Don Juan evocado
terça-feira, janeiro 31, 2012
― Quero conhecer seu universo. Na
conversa com Laura Passing, o conforto induziu Brisa Marin à declaração casual.
O que a flor de cajueiro estava dizendo merecia algum
tipo de investigação, mas a Nega não pediu esclarecimentos, já praticava a
precipitação. Cultivou a dúvida, deixou rolar, simplesmente... e se abriu para a
observação de detalhes.
Naqueles dias, emudecida e congelada, ouvia a voz
de Brisa, aficionada pela escolha vocabular, pela cadência das frases e sutis inflexões
tão intuitivas quanto estratégicas para o convencimento de seus interlocutores.

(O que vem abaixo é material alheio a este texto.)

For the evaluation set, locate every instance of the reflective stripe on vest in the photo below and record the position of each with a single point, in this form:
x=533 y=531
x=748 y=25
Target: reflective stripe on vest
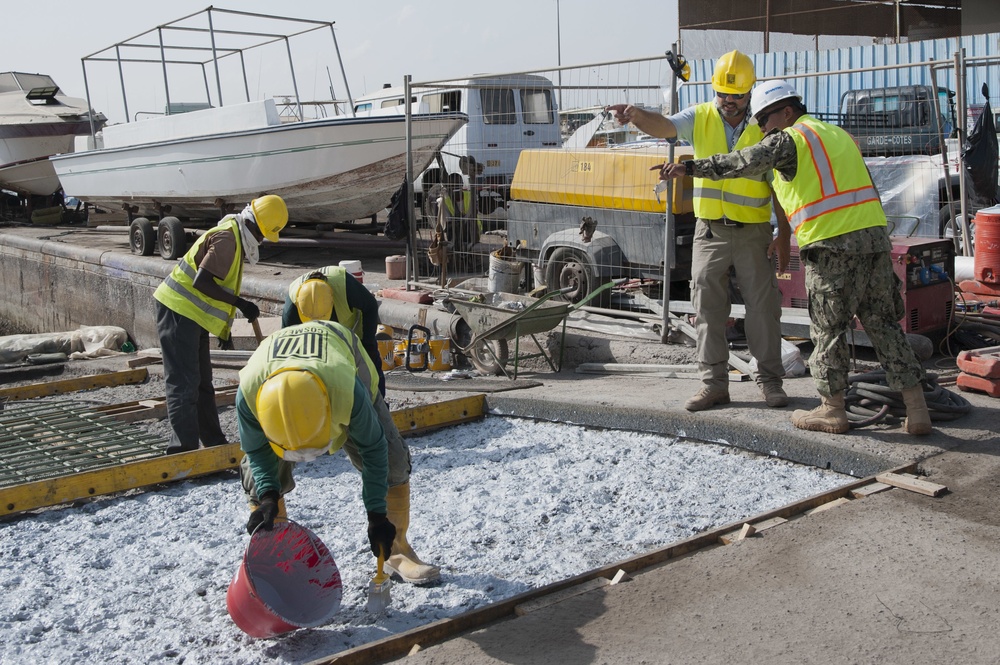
x=177 y=291
x=741 y=199
x=336 y=277
x=832 y=192
x=325 y=348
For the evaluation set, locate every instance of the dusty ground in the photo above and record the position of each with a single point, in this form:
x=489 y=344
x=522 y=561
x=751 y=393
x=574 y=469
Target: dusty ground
x=893 y=578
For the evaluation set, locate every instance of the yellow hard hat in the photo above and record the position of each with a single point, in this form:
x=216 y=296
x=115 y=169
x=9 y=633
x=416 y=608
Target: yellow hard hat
x=734 y=74
x=293 y=409
x=314 y=300
x=271 y=214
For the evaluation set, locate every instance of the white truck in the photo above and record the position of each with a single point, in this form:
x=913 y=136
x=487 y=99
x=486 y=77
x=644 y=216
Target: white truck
x=507 y=114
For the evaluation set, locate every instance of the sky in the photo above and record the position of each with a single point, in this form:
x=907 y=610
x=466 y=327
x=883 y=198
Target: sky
x=380 y=42
x=503 y=506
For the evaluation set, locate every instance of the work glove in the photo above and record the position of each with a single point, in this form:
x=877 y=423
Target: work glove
x=249 y=310
x=381 y=533
x=265 y=513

Numa segunda fase mais aguda, ensurdecida, reparava na evolução dos gestos de
Lilu, os padrões de comportamento dos lábios proferindo sílabas, o tempo de
respiração e o deslocamento provocado pelo ar no plano do colo, imaginando
cores para o sutiã ali escondido. E isso era apenas o começo.
Achando tudo lindo, Laura Passing se lançava em
nova Operação Kamikaze, despreocupada com a exposição insalubre à paixão não
declarada. Para escoar o tesão de correnteza, trouxe de volta a escrita para a sua
vida, companheira mais visceral do que a leitura poderia ser, naquele momento. Porque
a Nega queria sangrar, tirar de dentro aquele sentimento, olhar pra ele com
algum distanciamento, se desiludir ou se deixar enfeitiçar.

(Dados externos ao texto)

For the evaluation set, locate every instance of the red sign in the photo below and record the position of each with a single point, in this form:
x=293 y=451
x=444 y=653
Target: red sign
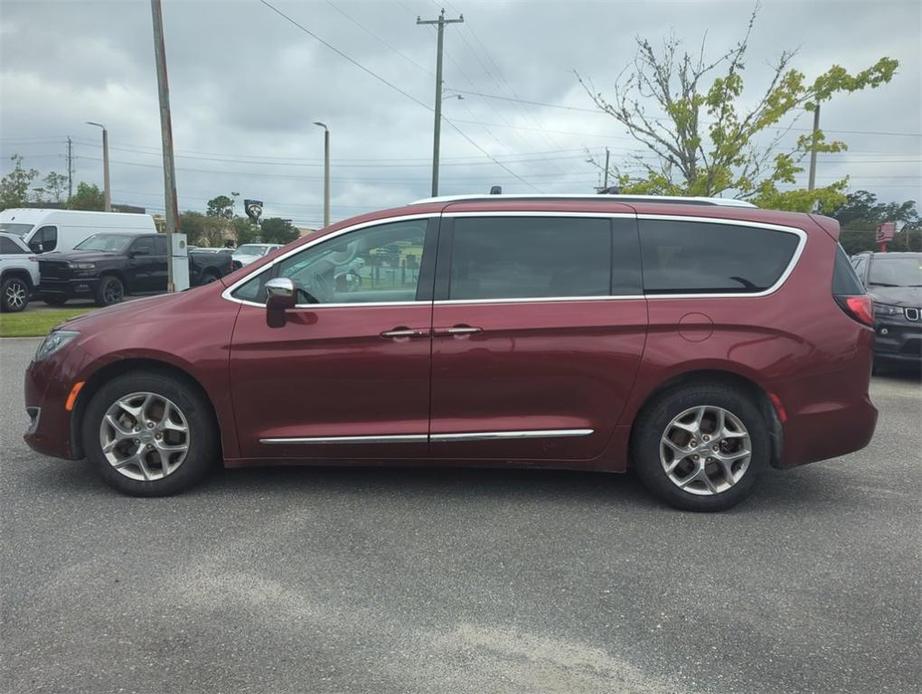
x=885 y=232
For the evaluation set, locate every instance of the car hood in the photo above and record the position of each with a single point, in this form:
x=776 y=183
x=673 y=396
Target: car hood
x=77 y=256
x=906 y=297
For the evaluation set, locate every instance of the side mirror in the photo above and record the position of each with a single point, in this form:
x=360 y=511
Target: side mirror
x=280 y=294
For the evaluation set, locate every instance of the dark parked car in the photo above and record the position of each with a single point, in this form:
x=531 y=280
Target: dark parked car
x=697 y=341
x=894 y=281
x=107 y=267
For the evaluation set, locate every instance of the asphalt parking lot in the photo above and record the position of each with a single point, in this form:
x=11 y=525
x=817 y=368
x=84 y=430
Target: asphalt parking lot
x=396 y=580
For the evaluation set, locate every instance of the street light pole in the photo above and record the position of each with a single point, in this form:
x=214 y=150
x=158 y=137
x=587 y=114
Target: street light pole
x=326 y=173
x=107 y=192
x=437 y=128
x=166 y=133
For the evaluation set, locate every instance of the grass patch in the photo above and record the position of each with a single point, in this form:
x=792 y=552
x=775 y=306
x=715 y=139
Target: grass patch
x=36 y=323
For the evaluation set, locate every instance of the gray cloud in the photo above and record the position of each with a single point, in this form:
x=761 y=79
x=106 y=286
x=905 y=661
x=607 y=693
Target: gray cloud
x=246 y=86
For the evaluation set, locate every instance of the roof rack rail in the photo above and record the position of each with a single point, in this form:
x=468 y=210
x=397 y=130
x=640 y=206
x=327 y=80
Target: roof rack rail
x=724 y=202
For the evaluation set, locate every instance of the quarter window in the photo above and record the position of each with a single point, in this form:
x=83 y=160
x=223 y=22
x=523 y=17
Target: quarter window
x=9 y=247
x=530 y=257
x=684 y=257
x=372 y=265
x=44 y=240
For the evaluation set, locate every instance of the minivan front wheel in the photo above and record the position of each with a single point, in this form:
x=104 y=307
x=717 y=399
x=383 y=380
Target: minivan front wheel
x=149 y=434
x=701 y=448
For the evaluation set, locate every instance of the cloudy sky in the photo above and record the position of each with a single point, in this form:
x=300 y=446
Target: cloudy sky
x=246 y=85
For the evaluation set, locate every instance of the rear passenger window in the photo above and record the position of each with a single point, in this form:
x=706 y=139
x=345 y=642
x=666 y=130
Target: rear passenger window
x=529 y=257
x=44 y=240
x=681 y=257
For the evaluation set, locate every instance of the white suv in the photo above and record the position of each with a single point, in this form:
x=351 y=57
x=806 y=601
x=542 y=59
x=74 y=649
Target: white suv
x=18 y=273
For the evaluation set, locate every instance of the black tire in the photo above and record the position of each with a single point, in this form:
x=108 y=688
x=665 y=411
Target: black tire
x=111 y=290
x=203 y=445
x=652 y=426
x=14 y=294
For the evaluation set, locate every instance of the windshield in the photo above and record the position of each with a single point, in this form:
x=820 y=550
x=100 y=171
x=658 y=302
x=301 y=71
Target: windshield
x=252 y=249
x=105 y=242
x=18 y=229
x=903 y=271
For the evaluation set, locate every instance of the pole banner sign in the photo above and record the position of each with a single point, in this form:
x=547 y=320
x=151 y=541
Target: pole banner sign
x=254 y=208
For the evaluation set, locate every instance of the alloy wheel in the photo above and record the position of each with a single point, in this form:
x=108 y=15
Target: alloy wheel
x=144 y=436
x=112 y=292
x=705 y=450
x=15 y=295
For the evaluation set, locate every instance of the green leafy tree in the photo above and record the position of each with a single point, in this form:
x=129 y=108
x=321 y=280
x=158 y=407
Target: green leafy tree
x=278 y=230
x=15 y=186
x=221 y=206
x=87 y=197
x=861 y=214
x=55 y=184
x=706 y=138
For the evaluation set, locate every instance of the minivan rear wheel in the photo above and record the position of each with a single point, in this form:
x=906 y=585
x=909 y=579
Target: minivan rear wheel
x=149 y=434
x=701 y=447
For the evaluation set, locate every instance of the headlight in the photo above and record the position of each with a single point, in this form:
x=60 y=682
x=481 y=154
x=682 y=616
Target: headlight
x=887 y=310
x=54 y=342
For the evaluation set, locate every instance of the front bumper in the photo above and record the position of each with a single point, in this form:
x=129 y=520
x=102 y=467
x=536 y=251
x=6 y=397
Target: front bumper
x=47 y=385
x=77 y=288
x=896 y=338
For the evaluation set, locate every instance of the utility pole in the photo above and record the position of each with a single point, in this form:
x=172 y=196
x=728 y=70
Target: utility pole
x=107 y=191
x=816 y=128
x=70 y=168
x=326 y=173
x=166 y=133
x=605 y=179
x=440 y=22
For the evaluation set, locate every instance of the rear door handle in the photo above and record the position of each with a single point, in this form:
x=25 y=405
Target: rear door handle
x=458 y=330
x=403 y=332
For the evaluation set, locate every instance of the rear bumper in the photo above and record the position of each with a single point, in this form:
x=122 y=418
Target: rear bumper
x=828 y=431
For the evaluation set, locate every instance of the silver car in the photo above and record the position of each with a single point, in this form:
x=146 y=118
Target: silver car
x=249 y=252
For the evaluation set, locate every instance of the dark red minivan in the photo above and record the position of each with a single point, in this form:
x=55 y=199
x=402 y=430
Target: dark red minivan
x=694 y=340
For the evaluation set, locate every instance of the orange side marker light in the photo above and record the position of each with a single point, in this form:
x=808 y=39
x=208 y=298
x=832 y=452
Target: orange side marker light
x=74 y=392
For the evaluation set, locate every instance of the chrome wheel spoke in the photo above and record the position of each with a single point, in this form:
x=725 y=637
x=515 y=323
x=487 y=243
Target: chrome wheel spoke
x=159 y=427
x=708 y=431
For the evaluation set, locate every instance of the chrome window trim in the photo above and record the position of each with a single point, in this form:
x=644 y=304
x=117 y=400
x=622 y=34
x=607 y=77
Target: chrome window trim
x=414 y=438
x=395 y=438
x=542 y=213
x=540 y=299
x=226 y=294
x=795 y=258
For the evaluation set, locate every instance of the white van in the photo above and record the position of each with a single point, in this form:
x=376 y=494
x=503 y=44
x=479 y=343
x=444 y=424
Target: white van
x=46 y=230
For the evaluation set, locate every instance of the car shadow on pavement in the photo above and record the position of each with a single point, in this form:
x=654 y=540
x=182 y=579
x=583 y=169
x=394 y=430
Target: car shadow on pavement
x=776 y=489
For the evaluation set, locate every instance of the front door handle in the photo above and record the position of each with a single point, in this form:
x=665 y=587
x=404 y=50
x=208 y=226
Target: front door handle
x=404 y=332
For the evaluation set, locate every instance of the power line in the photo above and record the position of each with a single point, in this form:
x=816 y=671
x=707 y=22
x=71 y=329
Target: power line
x=603 y=113
x=394 y=87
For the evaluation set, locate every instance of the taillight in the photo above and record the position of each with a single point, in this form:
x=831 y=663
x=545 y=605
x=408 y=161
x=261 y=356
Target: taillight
x=858 y=307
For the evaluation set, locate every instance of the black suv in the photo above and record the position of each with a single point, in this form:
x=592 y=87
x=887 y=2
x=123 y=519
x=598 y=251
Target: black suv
x=107 y=267
x=894 y=281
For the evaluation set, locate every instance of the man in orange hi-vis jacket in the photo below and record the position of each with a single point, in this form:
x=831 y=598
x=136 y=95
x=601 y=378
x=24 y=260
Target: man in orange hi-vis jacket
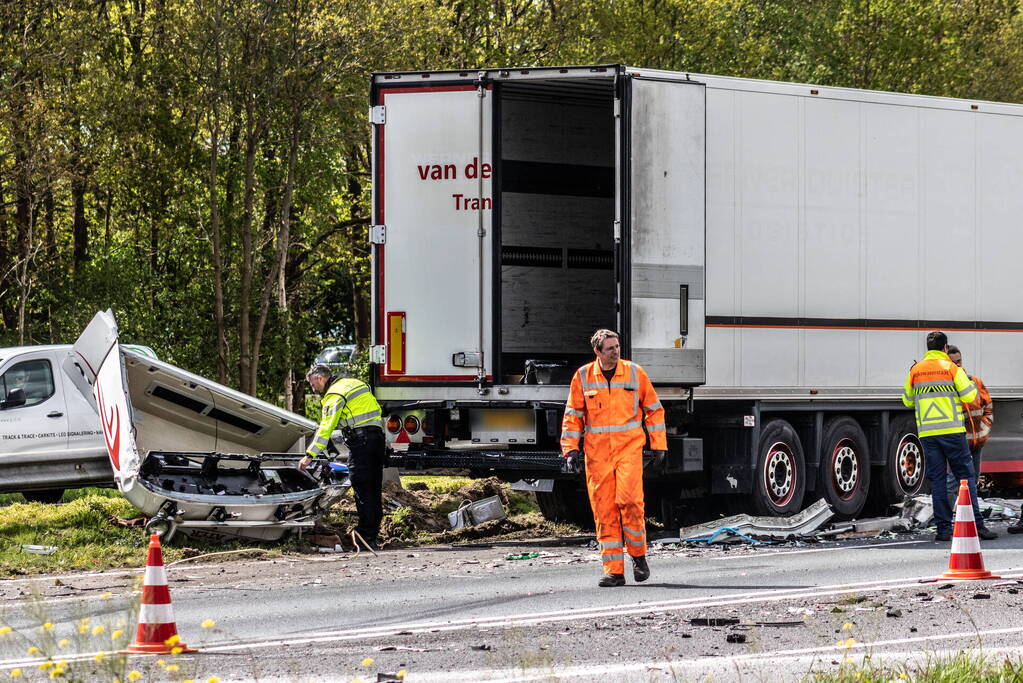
x=610 y=404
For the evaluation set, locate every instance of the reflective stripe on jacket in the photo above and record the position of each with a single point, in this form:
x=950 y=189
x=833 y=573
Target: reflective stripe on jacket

Esse exercício literário despretensioso e lânguido originou
o conto Sem Palavras que, enviado por
email, dragou Brisa Marin para os porões de sua consciência, onde ela encerrava
coisas lindas capazes de revelar a flor de cajueiro para as massas, passíveis
de provocar temida vulnerabilidade e a distração de seus objetivos.
Por fim, ninguém seduziu ninguém. Foi a palavra. E o fragmento de texto
que registra, no conto, essa descoberta foi levado a Porto Alegre, onde viveu o
poeta gaúcho Mário Quintana, para mais
uma intervenção do artista Mateus Dutra, durante as atividades do Fórum Social
Mundial, com a colaboração de Fernanda Keller e Lucas Sharaya.